Like summer and mangoes, it is winter and oranges. Heaps of them, all over the place — with fruit sellers and juice makers, at the breakfast table, in bakers’ goodies and at salad counters and yes, in cocktail bars too. So fresh and juicy.
Seeing pyramids of oranges stacked with street side vendors, a memory often drifts into my mind. About many jaywalks I took as a little girl holding my grandfather’s hand through strips of orange trees in his orchard, stopping by ever so often to look up to an orange laden branch. It was in his orchard that I first saw little white orange blossoms ushering in tiny dark green balls, which would turn half orange with the gain of girth and then would catch the rich orange hue finally, ripe enough for our consumption.
Grandfather is long gone, and I am far, far away from his orchard by a quiet river in a sleepy village in Assam. But oranges remain a governing feature of my winter way of life. I eat and drink lots of it, don’t even throw away its peel, like so many of you I am sure. On a particularly tiring day, try taking a sniff of a fresh orange peel and you will at once feel revived.
But winter or not, orange is such a central feature of so many cocktails, the subject of this space. Almost every variety is used to jazz up bar brews. Blood orange, bitter orange, mandarin orange, bergamot orange, you name it and it has its use. In classic brews like Cosmopolitan, Screw Driver, Sidecar, Bronx, Sex on the Beach, Hurricane, or in innovations of bartenders from across the world, this gifted citrus fruit is amply used, as an ingredient, as garnish or both. Ask any bartender to name one fruit he would like to have it in his bar counter always and the answer would often be a juicy orange.
“Every part of it is interesting, the flavour, the taste…even the peel is useful,” says Amit Singh, the bartender at Firefly, a just-launched bar in New Delhi’s New Friends Colony.
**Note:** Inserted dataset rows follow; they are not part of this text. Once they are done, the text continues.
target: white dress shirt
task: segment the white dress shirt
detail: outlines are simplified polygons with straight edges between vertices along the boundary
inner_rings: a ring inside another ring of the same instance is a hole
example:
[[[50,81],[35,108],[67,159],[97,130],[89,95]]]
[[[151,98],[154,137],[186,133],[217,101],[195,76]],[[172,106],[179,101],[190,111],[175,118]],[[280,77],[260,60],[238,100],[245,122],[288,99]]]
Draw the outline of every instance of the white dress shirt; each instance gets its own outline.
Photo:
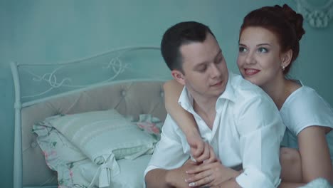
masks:
[[[211,130],[193,109],[193,98],[184,88],[179,100],[193,114],[202,138],[211,144],[226,167],[243,165],[236,177],[242,187],[277,187],[280,182],[280,142],[285,126],[271,98],[259,87],[230,73],[225,91],[216,101]],[[144,172],[181,167],[190,156],[185,135],[168,115]]]

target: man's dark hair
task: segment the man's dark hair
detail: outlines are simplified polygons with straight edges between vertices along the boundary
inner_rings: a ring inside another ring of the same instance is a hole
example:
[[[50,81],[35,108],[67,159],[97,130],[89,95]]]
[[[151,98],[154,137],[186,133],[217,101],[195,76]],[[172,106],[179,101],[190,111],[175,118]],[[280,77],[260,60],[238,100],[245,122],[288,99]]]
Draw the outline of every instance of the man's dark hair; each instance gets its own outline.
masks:
[[[193,42],[204,42],[207,33],[214,36],[207,26],[196,21],[180,22],[168,28],[163,35],[161,52],[169,68],[184,73],[181,46]]]

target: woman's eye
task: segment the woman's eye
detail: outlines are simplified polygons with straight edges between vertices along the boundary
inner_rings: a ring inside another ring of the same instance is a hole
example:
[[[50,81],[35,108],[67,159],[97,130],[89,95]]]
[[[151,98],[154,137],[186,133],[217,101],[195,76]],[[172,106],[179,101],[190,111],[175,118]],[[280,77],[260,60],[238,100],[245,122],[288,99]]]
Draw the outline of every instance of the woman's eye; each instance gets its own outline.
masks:
[[[244,47],[239,47],[239,52],[245,52],[247,50]]]
[[[258,51],[260,53],[268,53],[268,50],[266,48],[258,48]]]
[[[206,71],[206,69],[207,69],[206,66],[201,66],[199,69],[198,69],[198,71],[199,71],[200,73],[204,73],[204,71]]]

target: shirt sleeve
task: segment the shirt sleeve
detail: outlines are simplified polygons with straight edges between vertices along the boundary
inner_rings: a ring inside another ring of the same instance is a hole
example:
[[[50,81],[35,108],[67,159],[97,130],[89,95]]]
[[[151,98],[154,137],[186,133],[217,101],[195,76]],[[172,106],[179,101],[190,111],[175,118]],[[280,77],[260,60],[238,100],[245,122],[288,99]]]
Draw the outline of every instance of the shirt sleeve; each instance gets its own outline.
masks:
[[[181,167],[189,158],[187,153],[189,146],[183,140],[181,130],[175,122],[168,115],[164,121],[161,133],[161,140],[157,144],[154,153],[144,171],[144,177],[154,169],[171,169]]]
[[[243,172],[242,187],[277,187],[281,167],[280,143],[285,130],[278,108],[265,97],[244,100],[236,114]]]

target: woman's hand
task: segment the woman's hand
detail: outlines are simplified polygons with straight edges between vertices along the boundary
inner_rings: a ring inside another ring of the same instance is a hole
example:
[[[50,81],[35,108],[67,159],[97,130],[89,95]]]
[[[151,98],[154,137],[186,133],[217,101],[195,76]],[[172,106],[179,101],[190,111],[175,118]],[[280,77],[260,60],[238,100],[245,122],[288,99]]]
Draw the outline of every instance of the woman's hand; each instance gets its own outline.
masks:
[[[192,174],[185,180],[189,187],[218,186],[240,174],[239,172],[223,166],[220,161],[202,163],[187,170],[186,173]]]

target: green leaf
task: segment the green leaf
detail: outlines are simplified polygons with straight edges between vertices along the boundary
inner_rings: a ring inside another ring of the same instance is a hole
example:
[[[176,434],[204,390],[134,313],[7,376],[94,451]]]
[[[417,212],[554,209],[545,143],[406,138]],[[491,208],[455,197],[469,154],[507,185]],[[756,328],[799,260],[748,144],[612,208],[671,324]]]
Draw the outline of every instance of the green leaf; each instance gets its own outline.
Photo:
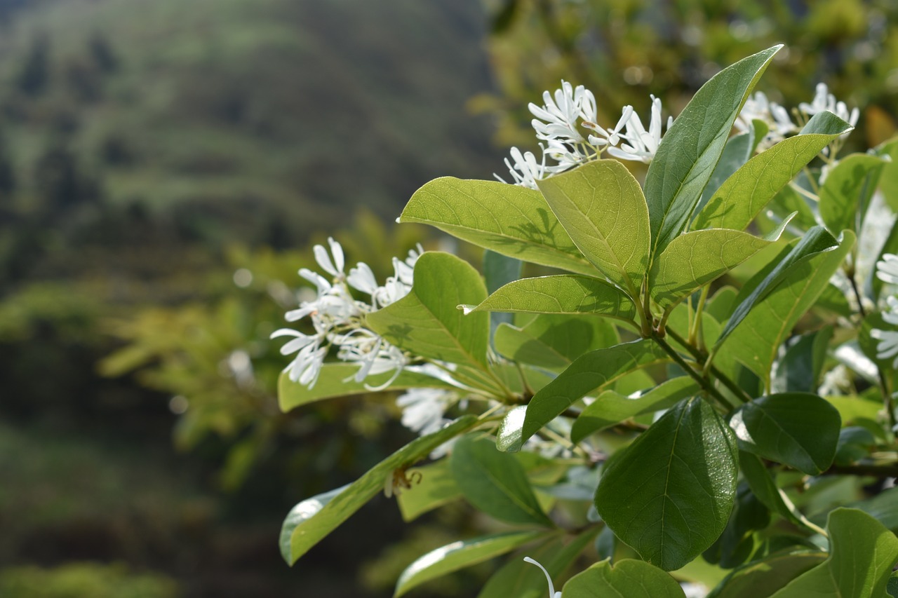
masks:
[[[646,175],[657,255],[689,222],[745,99],[782,46],[744,58],[702,85],[665,134]]]
[[[860,230],[860,222],[855,222],[859,220],[858,208],[862,202],[866,206],[885,163],[877,155],[852,154],[830,171],[820,186],[820,217],[830,231]],[[873,184],[868,184],[868,177],[874,180]]]
[[[358,365],[355,364],[325,364],[312,388],[293,382],[286,373],[282,373],[277,378],[277,403],[281,411],[286,412],[322,399],[371,392],[372,388],[380,388],[393,375],[392,372],[387,372],[368,376],[364,382],[357,383],[355,379],[357,372]],[[420,387],[452,388],[446,382],[409,370],[403,370],[389,386],[392,391]]]
[[[546,384],[527,405],[522,440],[559,416],[575,401],[633,370],[669,359],[653,341],[635,340],[584,355]]]
[[[595,272],[535,189],[495,180],[436,179],[411,196],[399,221],[430,224],[510,258]]]
[[[898,559],[898,538],[857,509],[837,508],[826,525],[830,557],[796,577],[771,598],[880,598]]]
[[[564,598],[685,598],[669,574],[641,560],[595,563],[568,580]]]
[[[817,475],[832,464],[841,418],[815,394],[783,392],[742,406],[730,426],[743,451]]]
[[[489,317],[465,316],[459,303],[479,303],[487,290],[468,262],[427,251],[415,263],[406,296],[367,314],[365,321],[387,341],[414,355],[487,370]]]
[[[471,429],[474,416],[459,418],[442,430],[421,436],[371,468],[361,478],[337,490],[306,498],[294,506],[281,526],[281,556],[289,565],[349,518],[383,489],[394,470],[414,463],[448,440]]]
[[[671,571],[724,531],[737,468],[733,432],[709,403],[691,399],[606,464],[595,508],[644,560]]]
[[[733,571],[708,598],[770,598],[779,588],[826,558],[823,552],[779,554]]]
[[[642,188],[617,160],[598,160],[537,181],[580,251],[635,295],[648,268],[648,208]]]
[[[613,285],[569,274],[515,280],[466,311],[592,313],[629,322],[636,317],[633,301]]]
[[[823,239],[823,246],[829,239]],[[719,347],[741,322],[738,334],[729,337],[730,341],[723,350],[754,372],[763,381],[764,388],[770,388],[770,367],[777,358],[779,345],[829,285],[854,242],[854,233],[844,231],[839,245],[831,250],[814,251],[817,246],[808,247],[809,251],[803,252],[803,243],[799,243],[755,292],[739,304],[716,347]],[[793,257],[798,259],[792,259]],[[782,268],[784,264],[788,265]],[[762,299],[758,301],[758,297]]]
[[[466,567],[497,557],[544,536],[545,532],[506,532],[459,541],[431,550],[406,567],[396,582],[393,596]]]
[[[776,239],[760,239],[748,233],[726,229],[681,234],[652,264],[648,276],[652,298],[661,309],[667,309],[773,241]]]
[[[503,324],[494,342],[496,350],[509,359],[558,369],[587,351],[618,344],[620,337],[604,318],[542,313],[523,328]]]
[[[692,228],[744,229],[820,150],[850,130],[851,126],[832,112],[814,114],[801,134],[758,154],[727,179]],[[834,230],[842,228],[850,227]]]
[[[428,511],[462,497],[455,478],[449,470],[449,460],[413,467],[406,474],[414,482],[411,488],[394,493],[402,520],[413,521]]]
[[[543,598],[547,594],[546,577],[535,565],[525,562],[524,556],[533,558],[558,579],[598,533],[598,527],[591,527],[567,544],[561,539],[546,542],[542,546],[518,553],[502,566],[477,594],[477,598]]]
[[[509,523],[552,526],[524,468],[489,440],[462,438],[453,449],[450,465],[465,499],[483,513]]]
[[[570,430],[570,439],[579,443],[593,432],[614,426],[643,413],[673,407],[700,391],[699,383],[689,376],[671,378],[642,396],[630,399],[613,391],[605,391],[580,413]]]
Firefly, by the way, is being promoted as “a neighbourhood bar” and as put by its co-owner Kingshuk Nagrath, “It is a space where a customer doesn’t have to dress up formally to enter it, doesn’t have to pay a huge bill to have a good time.”
Sounds good, isn’t it? This becomes a pull for me, and I land up at Firefly, in NFC Community Centre, to check it out. A new space is any day welcome and Firefly interestingly has kept a space for live band performances too. All the more better. It is a 30-cover bar and has an impressive food menu as well. I tell Amit, what better way to celebrate winter than have an orange-based brew! He rises to the occasion, whips up an Orange Caipioska for me, a drink which will soon be a part of the cocktail list at Firefly.
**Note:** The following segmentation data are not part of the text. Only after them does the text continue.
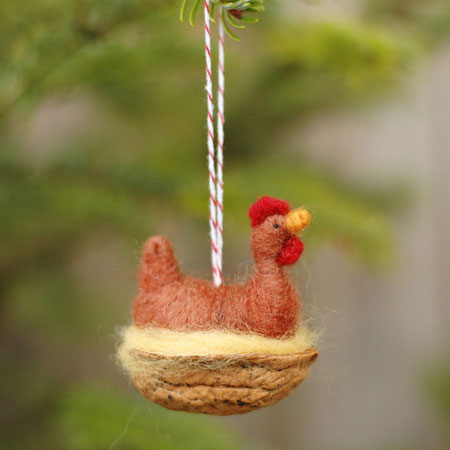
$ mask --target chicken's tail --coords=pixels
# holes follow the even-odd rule
[[[139,286],[144,293],[157,291],[181,280],[172,245],[164,236],[153,236],[144,244],[139,270]]]

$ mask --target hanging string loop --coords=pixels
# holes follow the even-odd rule
[[[205,61],[206,61],[206,102],[207,113],[207,147],[209,171],[209,227],[211,236],[211,264],[215,286],[223,281],[223,143],[225,124],[225,29],[223,7],[219,11],[219,44],[218,44],[218,88],[217,88],[217,143],[214,145],[214,97],[212,81],[211,54],[211,0],[205,0]],[[216,158],[217,157],[217,158]],[[216,160],[217,159],[217,160]]]

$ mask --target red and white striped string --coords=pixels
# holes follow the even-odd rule
[[[214,98],[211,63],[211,0],[205,0],[205,60],[206,60],[206,101],[207,143],[209,170],[209,226],[211,235],[211,263],[215,286],[222,284],[223,249],[223,142],[224,142],[224,91],[225,91],[225,33],[222,19],[223,8],[219,10],[219,58],[218,58],[218,111],[217,111],[217,147],[214,148]],[[217,156],[217,166],[216,166]]]

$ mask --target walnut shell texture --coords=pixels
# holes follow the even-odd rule
[[[142,363],[166,365],[160,371],[131,373],[137,389],[165,408],[226,416],[272,405],[308,375],[318,351],[285,355],[164,356],[130,349]],[[177,367],[185,367],[183,370]]]

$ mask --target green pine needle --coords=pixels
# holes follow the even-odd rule
[[[221,13],[223,17],[224,28],[228,36],[235,40],[240,41],[240,38],[233,32],[232,28],[244,29],[245,24],[258,23],[259,19],[246,17],[246,13],[260,13],[264,11],[264,3],[263,0],[235,0],[226,3],[220,2],[220,0],[211,0],[211,9],[210,9],[210,17],[213,22],[216,22],[214,19],[214,11],[215,6],[220,4]],[[189,0],[183,0],[180,10],[180,20],[184,22],[187,9],[188,9]],[[200,0],[194,0],[194,3],[189,11],[189,23],[191,26],[195,25],[195,17],[197,15],[198,9],[200,5]],[[237,19],[231,14],[231,11],[242,11],[242,16]],[[241,21],[242,23],[240,23]]]

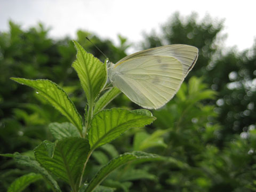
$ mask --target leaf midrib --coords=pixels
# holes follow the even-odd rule
[[[141,119],[148,119],[149,117],[141,117],[141,118],[137,118],[136,119],[131,119],[131,120],[129,120],[128,121],[126,121],[125,122],[125,123],[123,123],[119,125],[118,125],[118,126],[115,126],[114,128],[113,129],[110,129],[109,131],[108,131],[107,132],[106,132],[106,134],[105,134],[102,137],[101,137],[100,138],[99,138],[98,139],[98,140],[93,145],[93,147],[92,147],[92,148],[91,148],[91,150],[93,151],[93,150],[94,150],[97,147],[97,145],[98,144],[99,144],[100,141],[101,141],[105,138],[106,138],[106,137],[108,136],[108,135],[111,133],[111,132],[113,132],[114,130],[115,130],[116,129],[118,129],[118,127],[120,127],[122,125],[123,125],[124,124],[127,124],[127,123],[129,123],[131,122],[132,122],[134,120],[141,120]],[[98,127],[98,126],[97,126],[97,128]],[[131,127],[130,129],[131,128],[135,128],[135,127]],[[93,129],[93,127],[91,127],[91,129]],[[113,139],[112,139],[113,140]]]

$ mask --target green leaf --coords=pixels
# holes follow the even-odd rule
[[[111,101],[121,93],[121,91],[116,87],[114,87],[107,91],[95,103],[93,114],[95,114],[104,109]]]
[[[79,189],[79,192],[84,192],[87,187],[87,185],[83,185]],[[94,192],[114,192],[115,188],[113,187],[105,187],[102,186],[98,186],[94,190]]]
[[[68,182],[74,191],[77,191],[90,150],[88,141],[78,137],[65,138],[56,143],[52,158],[49,156],[49,143],[52,143],[44,141],[35,149],[36,160],[47,170]]]
[[[7,192],[20,192],[24,190],[30,183],[35,182],[43,177],[39,174],[30,173],[22,175],[15,179],[8,188]]]
[[[77,73],[88,103],[94,101],[107,83],[107,67],[92,54],[87,53],[74,41],[77,50],[76,59],[72,66]]]
[[[82,117],[67,93],[57,84],[47,79],[30,80],[22,78],[11,78],[13,81],[29,86],[49,102],[82,131]]]
[[[91,149],[110,142],[131,128],[143,127],[155,119],[153,116],[122,109],[101,111],[94,116],[88,133]]]
[[[107,152],[112,158],[116,158],[119,155],[116,149],[110,143],[106,143],[101,146],[100,148]]]
[[[85,192],[92,191],[103,180],[113,171],[126,163],[135,161],[141,163],[150,161],[163,161],[165,158],[155,154],[147,154],[141,151],[132,153],[126,153],[111,160],[108,164],[101,168],[91,180]]]
[[[94,190],[94,192],[114,192],[115,188],[105,186],[99,186]]]
[[[131,111],[131,112],[137,115],[146,115],[149,117],[152,117],[153,115],[150,111],[144,109],[135,109]]]
[[[166,147],[162,137],[167,133],[170,130],[158,130],[152,134],[146,132],[140,132],[136,133],[133,142],[133,149],[135,150],[143,150],[148,148],[162,146]]]
[[[44,177],[46,181],[47,181],[54,191],[61,191],[57,182],[52,178],[52,175],[51,175],[44,168],[41,166],[38,162],[36,161],[31,160],[29,157],[21,155],[18,153],[15,153],[13,154],[13,157],[16,163],[22,165],[31,167],[37,171]]]
[[[79,137],[77,129],[69,122],[52,123],[49,124],[49,128],[52,135],[58,140],[67,137]]]
[[[144,170],[131,169],[128,171],[123,171],[123,174],[121,174],[121,176],[118,177],[118,181],[124,182],[142,179],[155,180],[156,176],[153,174],[150,174]]]
[[[107,155],[101,151],[94,151],[92,153],[92,156],[100,165],[106,165],[109,161]]]
[[[113,179],[106,179],[104,181],[104,185],[108,187],[116,188],[118,191],[122,191],[123,192],[129,192],[129,188],[132,186],[132,182],[129,181],[121,182],[116,180]],[[95,190],[93,191],[95,192]]]

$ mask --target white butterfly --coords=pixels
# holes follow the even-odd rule
[[[180,44],[138,52],[110,63],[109,78],[132,101],[158,109],[177,93],[198,53],[197,48]]]

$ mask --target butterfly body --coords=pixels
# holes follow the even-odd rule
[[[138,105],[158,109],[179,90],[198,57],[198,49],[186,45],[153,48],[111,63],[110,82]]]

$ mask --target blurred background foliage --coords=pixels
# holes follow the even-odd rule
[[[135,49],[186,44],[199,49],[198,59],[173,99],[153,111],[157,119],[152,125],[130,130],[95,151],[86,170],[89,179],[118,154],[137,150],[171,157],[173,163],[128,164],[111,174],[104,185],[118,191],[256,190],[256,43],[242,52],[225,48],[223,27],[222,20],[210,16],[199,21],[196,14],[185,18],[177,13],[159,33],[145,34]],[[71,67],[73,44],[68,37],[51,38],[49,30],[41,23],[23,30],[10,21],[9,31],[0,31],[1,154],[33,153],[42,141],[53,139],[50,123],[67,121],[31,89],[10,77],[53,81],[84,113],[86,98]],[[86,37],[113,62],[134,47],[121,35],[116,45],[78,30],[76,40],[101,61],[105,57]],[[138,108],[123,94],[108,106],[113,107]],[[0,158],[2,191],[30,170]],[[69,191],[63,185],[63,191]],[[37,181],[26,190],[50,189]]]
Amit brings to the counter two years of experience as a bartender (He was with The Lalit, New Delhi, before taking up the Firefly assignment). Like a pro, he yanks out a tumbler, drops 8 to 9 chunks of fresh orange, a bar spoon (about 15 ml) of brown sugar, a dash of Triple Sec “to enhance the flavour” plus 60 ml of vodka. He gives the concoction a vigorous stir before topping it with crushed ice. Ten to 15 ml of orange juice is added to the mix plus about 100 ml of lemonade.
A good stir is required before pouring it into a Collins glass. For garnish, he hangs a twirl of orange peel plus a sprig of mint. The drink turns out to be stimulating to the last sip.
Amit is in the process of finalising a bunch of signature dishes and infused drinks too, which will soon be available for his customers but that is another story, better kept for another day. To give you just a hint of what he is up to — and an orangey one at that, he is making orange marmalade at the bar kitchen to add it to tequila and Triple Sec to whip up a signature cocktail. Sounds cool!